In short, then, the future is not to the empires, but to federations of self-governing nations, exactly as, within these nations, the future is not to Capitalist Oligarchies, but to Collectivist organizations of free and equal citizens. In short, to Commonwealths.
In expressing this irresistible sentiment of nationality with all the rhetoric to which it lends itself, I am not forgetting that there are international rights as well as national ones. We are not only natives within our own frontiers but inheritors of the earth. England has rights in Ireland as Ireland has rights in England. I demand of every nation right of ingress and egress, roads, police, an efficient post office, and, in reason, freedom of conscience. I am prepared to steam-roller Tibet if Tibet persists in refusing me my international rights. If the Moors and Arabs cannot or will not secure these common human conditions for me in North Africa, I am quite prepared to cooperate with the French, the Italians, and the Spaniards in Morocco, Algeria, Tunisia, and Tripoli, with the Russians in Siberia, with all three and the English and Germans as well in Africa, or with the Americans in the hunting grounds of the red man, to civilize these places; though I know as well as anyone that there are many detestable features in our civilization, many virtues in village and tribal communities, and a very large alloy indeed of brigandage in our explorations and colonizations.
I know also that what compels us to push our frontiers farther and farther into regions we call barbarous is the necessity of policing, not the barbarians, but the European dregs and riffraff who set up little hells of anarchy and infamy just beyond the border, and thus compel us to advance and rope them in, step by step, no matter how much we are adding to that "white man's burden," which is none the less a real thing because it is not specially a white man's burden any more than it is specially an Englishman's burden, as most of Mr. Kipling's readers seem to" interpret it. Tribes must make themselves into nations before they can claim the rights of nations; and this they can do only by civilization.
Also I cannot deny that the exclusion of the Chinese from America and Australia is a violation of international right which the Chinese will be perfectly justified in resisting by arms as soon as they feel strong enough. If nations are to limit immigration, inter-marriage with foreigners, and even international trade by tariffs, it had better be done by international law than by arbitrary national force as at present. It will be seen that I am under no delusion as to the freedom of Nationalism from abuse. I know that there are abuses in England which would not exist if she were governed by Germany, and that there will no doubt be abuses in Ireland under Home Rule which do not exist under English rule, just as things have been done under the Irish Local Government Act that the old oligarchical grand juries would not have tolerated.
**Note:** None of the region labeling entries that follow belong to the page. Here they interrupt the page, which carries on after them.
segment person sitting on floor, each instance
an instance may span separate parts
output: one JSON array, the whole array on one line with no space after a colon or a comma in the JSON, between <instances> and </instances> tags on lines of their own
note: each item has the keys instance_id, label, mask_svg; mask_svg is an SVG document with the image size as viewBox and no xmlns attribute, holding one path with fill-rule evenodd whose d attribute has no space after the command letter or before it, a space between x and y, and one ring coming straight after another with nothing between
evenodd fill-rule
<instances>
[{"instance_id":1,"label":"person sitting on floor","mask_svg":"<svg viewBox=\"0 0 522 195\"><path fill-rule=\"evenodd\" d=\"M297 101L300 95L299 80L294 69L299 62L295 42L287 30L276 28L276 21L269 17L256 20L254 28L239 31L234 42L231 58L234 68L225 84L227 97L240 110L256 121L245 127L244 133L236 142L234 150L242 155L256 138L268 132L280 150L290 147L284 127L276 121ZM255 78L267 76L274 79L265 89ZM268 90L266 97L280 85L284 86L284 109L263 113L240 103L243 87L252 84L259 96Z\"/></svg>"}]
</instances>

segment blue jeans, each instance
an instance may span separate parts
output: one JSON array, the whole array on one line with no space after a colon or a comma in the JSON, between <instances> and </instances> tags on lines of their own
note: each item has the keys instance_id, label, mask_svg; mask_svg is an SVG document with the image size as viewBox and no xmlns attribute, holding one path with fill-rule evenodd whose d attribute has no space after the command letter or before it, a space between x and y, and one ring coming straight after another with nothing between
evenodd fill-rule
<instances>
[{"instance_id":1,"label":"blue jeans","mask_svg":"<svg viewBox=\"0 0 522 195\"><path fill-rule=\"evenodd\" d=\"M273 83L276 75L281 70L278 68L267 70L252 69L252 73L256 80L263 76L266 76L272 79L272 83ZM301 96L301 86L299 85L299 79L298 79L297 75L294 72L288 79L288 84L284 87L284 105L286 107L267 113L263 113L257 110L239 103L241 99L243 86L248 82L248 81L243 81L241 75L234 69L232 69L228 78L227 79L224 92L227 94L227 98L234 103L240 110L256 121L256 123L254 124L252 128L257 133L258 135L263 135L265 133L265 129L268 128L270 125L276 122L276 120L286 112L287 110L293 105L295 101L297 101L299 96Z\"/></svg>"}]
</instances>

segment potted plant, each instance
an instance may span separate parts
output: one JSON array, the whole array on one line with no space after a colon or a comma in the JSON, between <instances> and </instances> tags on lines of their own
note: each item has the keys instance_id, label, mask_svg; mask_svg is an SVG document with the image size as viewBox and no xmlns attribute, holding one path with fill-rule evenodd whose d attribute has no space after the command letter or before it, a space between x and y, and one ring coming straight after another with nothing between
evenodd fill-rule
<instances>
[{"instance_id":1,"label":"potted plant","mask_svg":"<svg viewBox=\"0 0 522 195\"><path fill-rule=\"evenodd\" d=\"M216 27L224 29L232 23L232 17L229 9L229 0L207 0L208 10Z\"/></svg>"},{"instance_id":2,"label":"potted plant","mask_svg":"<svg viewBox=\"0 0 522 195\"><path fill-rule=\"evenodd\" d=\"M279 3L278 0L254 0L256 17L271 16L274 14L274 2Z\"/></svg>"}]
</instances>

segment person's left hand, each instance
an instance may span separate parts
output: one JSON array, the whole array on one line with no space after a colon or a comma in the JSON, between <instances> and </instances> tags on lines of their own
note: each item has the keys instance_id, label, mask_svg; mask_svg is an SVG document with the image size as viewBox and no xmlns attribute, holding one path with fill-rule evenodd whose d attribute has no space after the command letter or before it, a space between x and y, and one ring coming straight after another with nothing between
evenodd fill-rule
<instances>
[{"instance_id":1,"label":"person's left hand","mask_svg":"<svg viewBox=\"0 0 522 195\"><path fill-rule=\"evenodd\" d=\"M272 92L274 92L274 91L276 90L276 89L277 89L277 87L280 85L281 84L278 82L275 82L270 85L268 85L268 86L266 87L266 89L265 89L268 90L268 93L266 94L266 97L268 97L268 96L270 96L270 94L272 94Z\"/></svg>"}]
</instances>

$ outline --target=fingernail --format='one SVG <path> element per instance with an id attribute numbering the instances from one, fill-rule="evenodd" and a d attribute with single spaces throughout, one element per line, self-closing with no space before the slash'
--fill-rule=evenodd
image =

There are, indeed, a hundred horses on which I could ride off if I wished to shirk the main issue. But when all is said, it is so certain that in the long run all civilized nations must at the same time become more dependent one on another and do their own governing work themselves, that if Ireland refused Home Rule now, it would sooner or later be forced on her by England because England will need all her time and political energy for her own affairs when once she realizes that the day for letting them slide and muddling through is past. LONDON, I9th January 1912.